One of the most popular interactive pandemic update maps has been copied and distributed by malicious actors




www.salon.com


----------



## CirdanLinweilin (Mar 14, 2020)

Squint-eyed Southerner said:


> As if there wasn't enough to worry about!
> 
> 
> 
> ...


Of course it has been co-opted.





CL


----------



## Olorgando (Mar 14, 2020)

Squint-eyed Southerner said:


> As if there wasn't enough to worry about!
> 
> 
> 
> ...





CirdanLinweilin said:


> Of course it has been co-opted.
> CL


Sick scum, which is what hackers in principle are, can't restrain their sick impulses. And then there's the hardened criminal part of the scene (with overlap to sick) …


----------



## CirdanLinweilin (Mar 14, 2020)

Olorgando said:


> Sick scum, which is what hackers in principle are, can't restrain their sick impulses. And then there's the hardened criminal part of the scene (with overlap to sick) …

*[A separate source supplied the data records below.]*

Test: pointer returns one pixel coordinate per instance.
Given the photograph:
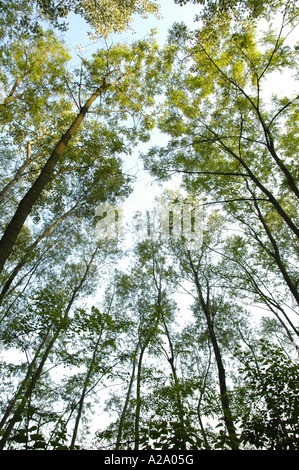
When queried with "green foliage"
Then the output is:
(271, 381)
(159, 346)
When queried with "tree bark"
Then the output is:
(228, 420)
(14, 227)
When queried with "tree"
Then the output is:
(230, 144)
(271, 381)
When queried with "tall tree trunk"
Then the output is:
(228, 420)
(24, 208)
(127, 400)
(23, 261)
(83, 393)
(30, 384)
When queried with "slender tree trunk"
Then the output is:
(14, 227)
(138, 397)
(23, 261)
(30, 384)
(22, 386)
(228, 420)
(83, 393)
(126, 404)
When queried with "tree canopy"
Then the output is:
(178, 328)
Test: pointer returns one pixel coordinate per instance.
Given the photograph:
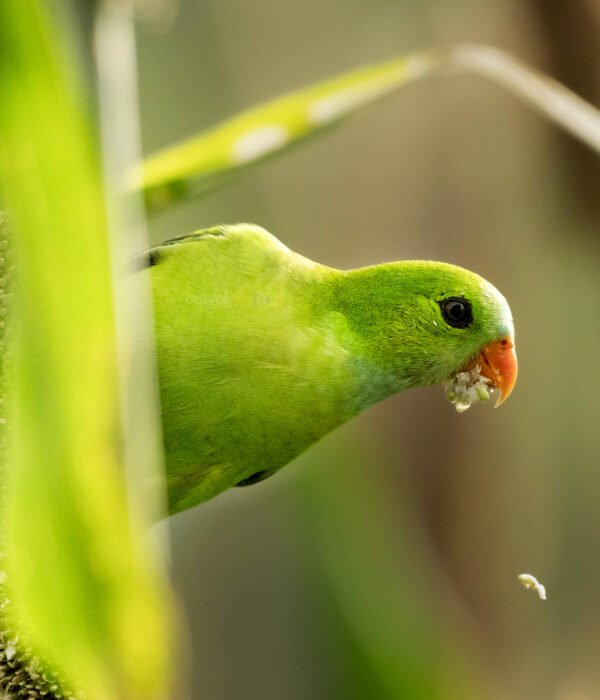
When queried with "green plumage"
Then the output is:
(262, 352)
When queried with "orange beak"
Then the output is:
(498, 363)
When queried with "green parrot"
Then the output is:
(261, 351)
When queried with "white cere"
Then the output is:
(259, 142)
(467, 388)
(533, 584)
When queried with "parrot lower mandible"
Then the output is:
(261, 351)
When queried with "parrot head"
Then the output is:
(438, 321)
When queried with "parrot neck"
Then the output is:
(361, 313)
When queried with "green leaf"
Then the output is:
(87, 590)
(216, 156)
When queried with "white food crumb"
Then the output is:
(530, 581)
(467, 388)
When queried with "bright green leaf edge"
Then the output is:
(216, 156)
(86, 591)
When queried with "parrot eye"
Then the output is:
(457, 312)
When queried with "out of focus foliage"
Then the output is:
(86, 590)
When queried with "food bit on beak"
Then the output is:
(494, 368)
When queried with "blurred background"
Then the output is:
(383, 563)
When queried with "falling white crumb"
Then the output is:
(531, 582)
(467, 388)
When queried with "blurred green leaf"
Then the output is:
(214, 157)
(86, 588)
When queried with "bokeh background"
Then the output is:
(382, 563)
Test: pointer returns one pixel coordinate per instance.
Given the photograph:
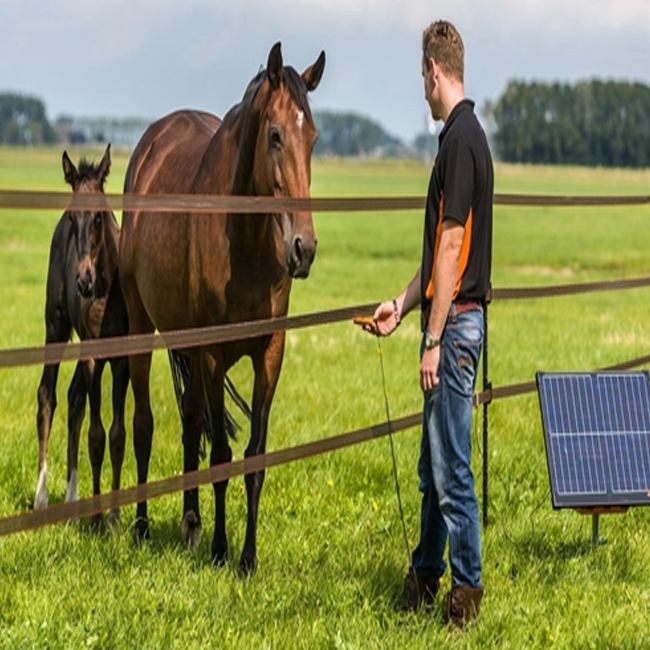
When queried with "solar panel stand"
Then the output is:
(595, 522)
(597, 435)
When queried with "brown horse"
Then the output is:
(83, 293)
(193, 270)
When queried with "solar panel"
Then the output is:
(597, 437)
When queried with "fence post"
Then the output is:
(486, 387)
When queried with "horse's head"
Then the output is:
(283, 149)
(87, 225)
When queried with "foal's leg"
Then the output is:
(213, 378)
(96, 433)
(57, 330)
(76, 413)
(46, 408)
(267, 365)
(193, 410)
(117, 434)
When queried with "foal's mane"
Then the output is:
(90, 171)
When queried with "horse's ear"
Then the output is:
(70, 172)
(312, 75)
(104, 166)
(274, 66)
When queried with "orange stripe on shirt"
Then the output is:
(464, 253)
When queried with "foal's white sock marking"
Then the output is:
(41, 489)
(71, 491)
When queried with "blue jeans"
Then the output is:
(449, 503)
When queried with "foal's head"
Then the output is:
(285, 141)
(88, 225)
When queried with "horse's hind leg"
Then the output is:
(117, 434)
(96, 432)
(213, 378)
(267, 372)
(76, 413)
(193, 409)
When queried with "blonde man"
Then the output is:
(450, 287)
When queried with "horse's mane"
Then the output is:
(89, 171)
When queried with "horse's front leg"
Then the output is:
(140, 370)
(96, 432)
(117, 434)
(46, 408)
(76, 413)
(267, 364)
(213, 374)
(193, 418)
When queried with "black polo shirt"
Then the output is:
(461, 188)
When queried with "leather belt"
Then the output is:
(458, 307)
(465, 305)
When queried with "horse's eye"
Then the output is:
(274, 136)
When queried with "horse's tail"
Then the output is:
(180, 368)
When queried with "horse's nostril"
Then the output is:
(297, 249)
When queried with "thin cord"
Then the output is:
(392, 449)
(531, 516)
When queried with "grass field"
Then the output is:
(331, 552)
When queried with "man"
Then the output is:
(451, 287)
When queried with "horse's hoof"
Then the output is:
(248, 565)
(141, 531)
(219, 557)
(191, 530)
(113, 520)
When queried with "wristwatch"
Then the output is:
(430, 342)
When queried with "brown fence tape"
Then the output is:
(120, 498)
(138, 344)
(24, 200)
(568, 289)
(117, 499)
(55, 353)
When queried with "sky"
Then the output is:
(145, 58)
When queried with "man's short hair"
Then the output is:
(442, 43)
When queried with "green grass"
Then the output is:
(331, 551)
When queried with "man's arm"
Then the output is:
(447, 260)
(389, 314)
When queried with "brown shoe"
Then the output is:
(463, 604)
(418, 592)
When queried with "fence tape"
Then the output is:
(121, 346)
(30, 200)
(119, 498)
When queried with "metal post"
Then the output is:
(594, 531)
(486, 385)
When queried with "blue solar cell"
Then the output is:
(597, 435)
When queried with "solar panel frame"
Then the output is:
(597, 437)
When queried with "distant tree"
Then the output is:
(590, 123)
(23, 121)
(349, 134)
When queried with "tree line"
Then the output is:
(23, 121)
(590, 123)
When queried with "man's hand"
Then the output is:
(429, 369)
(384, 321)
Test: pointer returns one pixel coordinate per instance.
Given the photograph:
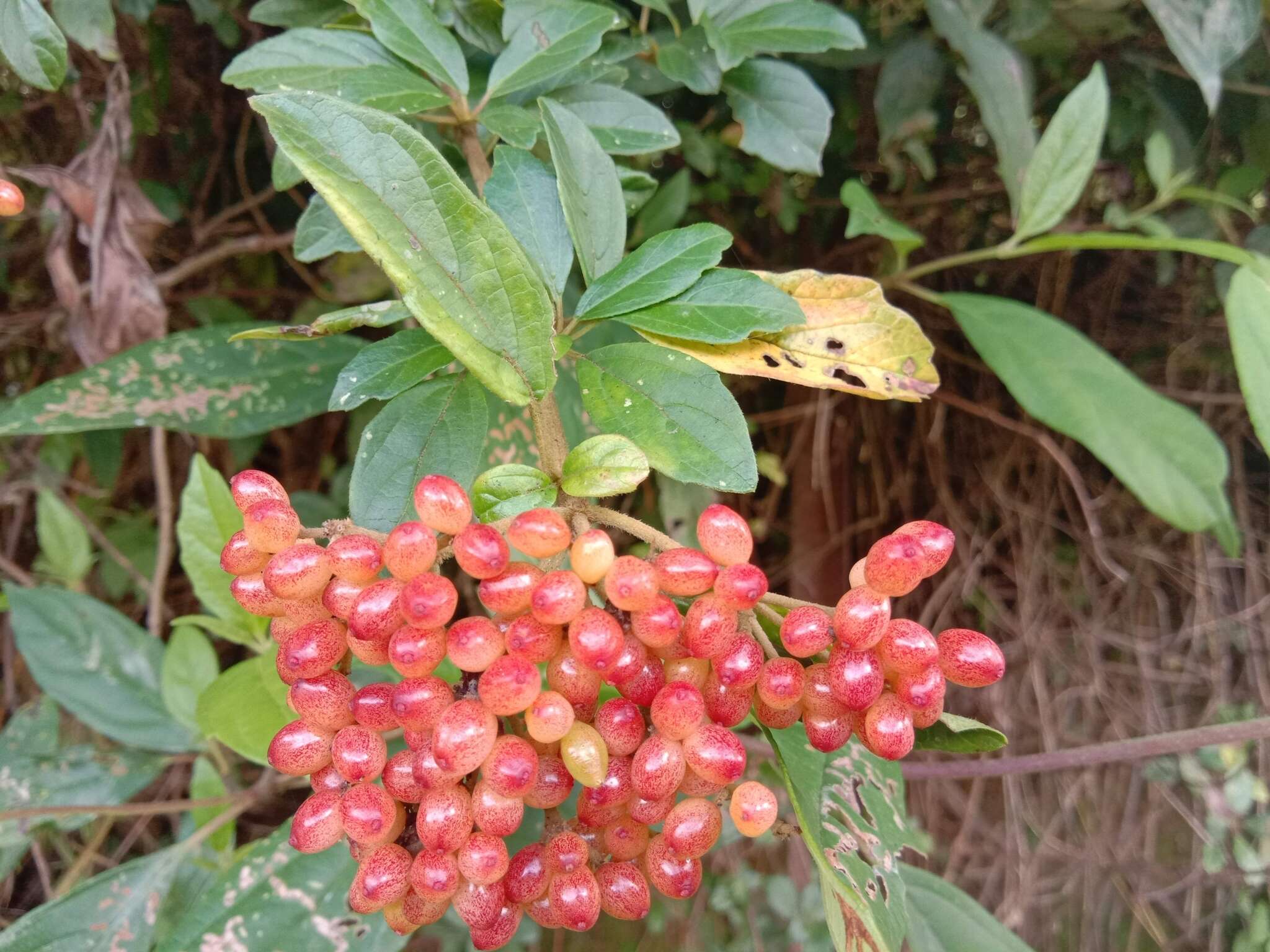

Always opportunistic hyenas, there will be. 


CL


----------



## Olorgando (Mar 14, 2020)

CirdanLinweilin said:


> Always opportunistic hyenas, there will be.
> CL


You are aware, I hope, that you have just massively insulted actual hyenas, one of the most successful carnivores of Africa (the spotted hyena)?
As far as I am concerned, any verbal / written association of members of the "animal" kingdom with scum of our own species is *always* an insult to the non-humans.


----------



## CirdanLinweilin (Mar 14, 2020)

Olorgando said:


> You are aware, I hope, that you have just massively insulted actual hyenas, one of the most successful carnivores of Africa (the spotted hyena)?
> As far as I am concerned, any verbal / written association of members of the "animal" kingdom with scum of our own species is *always* an insult to the non-humans.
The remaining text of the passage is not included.